An Introduction to MinaExplorer's BigQuery Public Dataset

Gareth Davies
7 min readOct 15, 2021

--

Mina is a succinct blockchain, which means while we can verify the chain's current state using a zero-knowledge proof, the prior history is not retained. So, if we want to analyze the chain's history (for example, to see individual transactions), we need to obtain it from an archive node.

The official implementation of an archive node stores its data to a Postgres database, which typically requires the use of recursive queries to determine the canonical chain information.

See this post on how to set up and configure an archive node for redundancy.

Those who want to query historical data without running their own archive nodes (and associated Mina node(s)) can use historical services like Figment's DataHub or MinaExplorer's archive GraphQL API. However, neither offer simple aggregation features to answer questions such as "how many blocks were produced in the last 24 hours". While obtaining this information via scripting is possible, directly querying a database with a SQL query is more accessible and efficient.

MinaExplorer has published its custom archive node dataset to Google BigQuery as a public dataset to resolve this issue. Google BigQuery is a cloud-based big data analytics web service for processing very large data sets. Data is replicated from MinaExplorer's database (which stores GraphQL subscriptions) with a small latency of no more than a few minutes.

The schema of the BigQuery dataset matches that of the MinaExplorer GraphQL API. Notably, snarks and user transactions (aka user commands), which are also nested in blocks data, are separated into their own tables for easier querying.

Making your first query

While you can use any GUI that supports BigQuery, such as PopSQL, Tableau, or DataGrip, we will use the BigQuery console to execute our queries for this article. Access the console via https://console.cloud.google.com/bigquery, create a new project if required, and add the data source by selecting Add Data -> Pin a project -> Enter project name and enter minaexplorer.

Pin the project for easy access and to view the schema

While it is not necessary to pin the project, this will allow you to browse the table’s schemas easily.

Browse the schema of the blocks table

To create our first query, click Compose New Query in the top right of the console, and enter the following to determine the number of blocks in the database, and click Run.

SELECT
canonical,
COUNT(statehash) as total
FROM
minaexplorer.archive.blocks
GROUP BY
canonical

If all goes well, you should see output similar to the below (your result will differ).

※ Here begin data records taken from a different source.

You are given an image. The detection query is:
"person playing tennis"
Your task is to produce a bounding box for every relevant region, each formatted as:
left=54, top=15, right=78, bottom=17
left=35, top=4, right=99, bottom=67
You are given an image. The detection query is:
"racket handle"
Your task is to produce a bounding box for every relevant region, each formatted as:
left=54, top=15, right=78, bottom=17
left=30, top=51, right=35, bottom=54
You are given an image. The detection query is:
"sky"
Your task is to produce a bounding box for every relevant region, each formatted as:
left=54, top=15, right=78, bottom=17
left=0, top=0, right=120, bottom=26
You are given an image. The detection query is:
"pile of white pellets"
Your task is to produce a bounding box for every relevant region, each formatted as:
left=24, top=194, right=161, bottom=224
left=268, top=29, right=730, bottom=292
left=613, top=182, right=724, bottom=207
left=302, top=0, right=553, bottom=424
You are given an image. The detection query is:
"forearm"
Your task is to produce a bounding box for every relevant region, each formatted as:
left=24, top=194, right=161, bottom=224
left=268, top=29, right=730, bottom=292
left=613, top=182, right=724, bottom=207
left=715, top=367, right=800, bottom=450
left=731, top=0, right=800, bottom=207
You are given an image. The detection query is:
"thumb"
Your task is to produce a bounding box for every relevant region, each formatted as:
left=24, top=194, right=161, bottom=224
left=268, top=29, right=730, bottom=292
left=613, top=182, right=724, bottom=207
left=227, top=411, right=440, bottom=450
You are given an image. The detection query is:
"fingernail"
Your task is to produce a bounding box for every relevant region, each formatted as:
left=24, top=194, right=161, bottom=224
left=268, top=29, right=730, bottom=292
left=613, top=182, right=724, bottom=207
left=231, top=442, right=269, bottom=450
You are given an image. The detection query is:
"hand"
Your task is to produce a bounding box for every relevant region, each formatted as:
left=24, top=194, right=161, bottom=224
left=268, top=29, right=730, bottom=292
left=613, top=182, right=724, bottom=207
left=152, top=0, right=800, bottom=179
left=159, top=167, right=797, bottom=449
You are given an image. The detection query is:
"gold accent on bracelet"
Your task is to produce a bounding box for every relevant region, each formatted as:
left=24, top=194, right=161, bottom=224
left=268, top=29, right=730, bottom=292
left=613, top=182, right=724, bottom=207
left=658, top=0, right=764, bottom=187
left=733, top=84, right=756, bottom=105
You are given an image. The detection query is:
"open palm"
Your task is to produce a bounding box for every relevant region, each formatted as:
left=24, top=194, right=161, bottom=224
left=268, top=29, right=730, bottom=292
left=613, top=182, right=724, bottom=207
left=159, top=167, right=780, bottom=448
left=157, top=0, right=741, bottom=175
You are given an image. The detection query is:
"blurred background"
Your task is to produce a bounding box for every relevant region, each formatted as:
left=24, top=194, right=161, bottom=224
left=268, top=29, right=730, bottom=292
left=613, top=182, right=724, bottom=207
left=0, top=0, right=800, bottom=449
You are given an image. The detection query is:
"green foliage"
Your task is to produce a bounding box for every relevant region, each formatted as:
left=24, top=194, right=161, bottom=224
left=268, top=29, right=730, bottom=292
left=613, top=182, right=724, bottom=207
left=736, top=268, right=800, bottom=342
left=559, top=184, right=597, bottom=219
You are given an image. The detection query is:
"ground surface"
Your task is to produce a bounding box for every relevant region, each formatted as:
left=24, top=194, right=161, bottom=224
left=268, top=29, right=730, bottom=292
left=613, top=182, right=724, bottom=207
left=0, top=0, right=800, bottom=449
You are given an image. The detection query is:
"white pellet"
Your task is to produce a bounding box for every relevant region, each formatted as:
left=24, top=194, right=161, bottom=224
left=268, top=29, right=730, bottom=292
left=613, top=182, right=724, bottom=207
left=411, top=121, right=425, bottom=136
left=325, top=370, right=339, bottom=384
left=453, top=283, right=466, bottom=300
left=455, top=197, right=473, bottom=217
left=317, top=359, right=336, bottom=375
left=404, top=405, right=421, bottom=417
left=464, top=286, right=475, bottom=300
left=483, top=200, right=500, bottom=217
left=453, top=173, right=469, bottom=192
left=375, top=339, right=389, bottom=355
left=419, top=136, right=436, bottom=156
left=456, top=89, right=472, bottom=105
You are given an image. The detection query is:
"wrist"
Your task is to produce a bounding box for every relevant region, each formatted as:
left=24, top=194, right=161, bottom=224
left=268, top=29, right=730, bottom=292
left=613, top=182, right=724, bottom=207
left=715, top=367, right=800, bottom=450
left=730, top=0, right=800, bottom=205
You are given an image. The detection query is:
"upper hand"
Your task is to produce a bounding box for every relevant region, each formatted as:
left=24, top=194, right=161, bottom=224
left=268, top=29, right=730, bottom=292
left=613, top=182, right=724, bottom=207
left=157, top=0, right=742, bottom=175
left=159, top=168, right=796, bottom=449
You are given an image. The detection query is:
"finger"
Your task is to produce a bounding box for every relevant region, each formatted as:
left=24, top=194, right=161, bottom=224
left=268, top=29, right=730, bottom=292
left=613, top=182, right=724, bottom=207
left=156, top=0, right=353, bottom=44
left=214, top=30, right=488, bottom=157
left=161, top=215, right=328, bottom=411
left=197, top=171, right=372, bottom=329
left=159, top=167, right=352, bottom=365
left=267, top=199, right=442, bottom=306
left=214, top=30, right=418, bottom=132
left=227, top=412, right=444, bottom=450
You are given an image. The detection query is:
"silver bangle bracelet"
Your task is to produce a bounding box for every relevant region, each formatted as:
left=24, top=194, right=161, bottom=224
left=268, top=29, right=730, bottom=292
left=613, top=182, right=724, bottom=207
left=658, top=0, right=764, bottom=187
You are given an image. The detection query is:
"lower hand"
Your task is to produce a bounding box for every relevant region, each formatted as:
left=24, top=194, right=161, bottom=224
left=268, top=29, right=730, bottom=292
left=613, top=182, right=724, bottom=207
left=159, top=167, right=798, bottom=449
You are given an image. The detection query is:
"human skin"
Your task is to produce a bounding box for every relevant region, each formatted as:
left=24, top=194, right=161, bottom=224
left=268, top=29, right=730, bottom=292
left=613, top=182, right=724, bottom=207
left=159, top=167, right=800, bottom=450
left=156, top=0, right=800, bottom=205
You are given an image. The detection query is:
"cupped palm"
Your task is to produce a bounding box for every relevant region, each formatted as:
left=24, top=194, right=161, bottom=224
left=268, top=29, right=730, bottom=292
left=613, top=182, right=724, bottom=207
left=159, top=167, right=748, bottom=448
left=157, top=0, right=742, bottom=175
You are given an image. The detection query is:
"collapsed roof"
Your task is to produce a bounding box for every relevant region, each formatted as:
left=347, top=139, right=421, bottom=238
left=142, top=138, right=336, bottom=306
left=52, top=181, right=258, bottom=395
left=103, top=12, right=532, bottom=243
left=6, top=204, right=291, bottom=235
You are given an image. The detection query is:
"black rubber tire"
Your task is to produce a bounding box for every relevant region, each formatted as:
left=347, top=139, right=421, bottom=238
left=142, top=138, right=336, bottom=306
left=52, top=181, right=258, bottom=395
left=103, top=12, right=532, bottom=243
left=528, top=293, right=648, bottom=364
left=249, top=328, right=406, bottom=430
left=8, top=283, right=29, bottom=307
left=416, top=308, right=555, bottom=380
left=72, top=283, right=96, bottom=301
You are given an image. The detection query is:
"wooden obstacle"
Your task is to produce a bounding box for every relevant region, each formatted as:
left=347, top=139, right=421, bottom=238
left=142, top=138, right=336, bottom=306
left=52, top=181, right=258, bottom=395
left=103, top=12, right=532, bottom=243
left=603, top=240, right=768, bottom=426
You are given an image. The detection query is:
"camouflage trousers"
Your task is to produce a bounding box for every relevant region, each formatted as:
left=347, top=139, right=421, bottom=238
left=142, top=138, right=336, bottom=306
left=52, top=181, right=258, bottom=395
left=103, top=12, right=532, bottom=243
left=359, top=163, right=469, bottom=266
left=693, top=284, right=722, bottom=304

Number of blocks in the database, grouped by canonical status

This query highlights that the database stores all blocks seen. If you are only interested in the canonical chain, filter all of your queries WHERE canonical = true to only return canonical blocks/snarks/transactions.

While MinaExplorer pays to host the dataset, any queries you run against the dataset are charged against your own personal billing account. There is a generous free tier of 1TB of data processing to get started.

The remainder of the article will provide some sample queries to demonstrate the use of the dataset.

Querying Block Data

Each block has a corresponding datetime field (UTC), which we can use to, for example, group canonical blocks by day.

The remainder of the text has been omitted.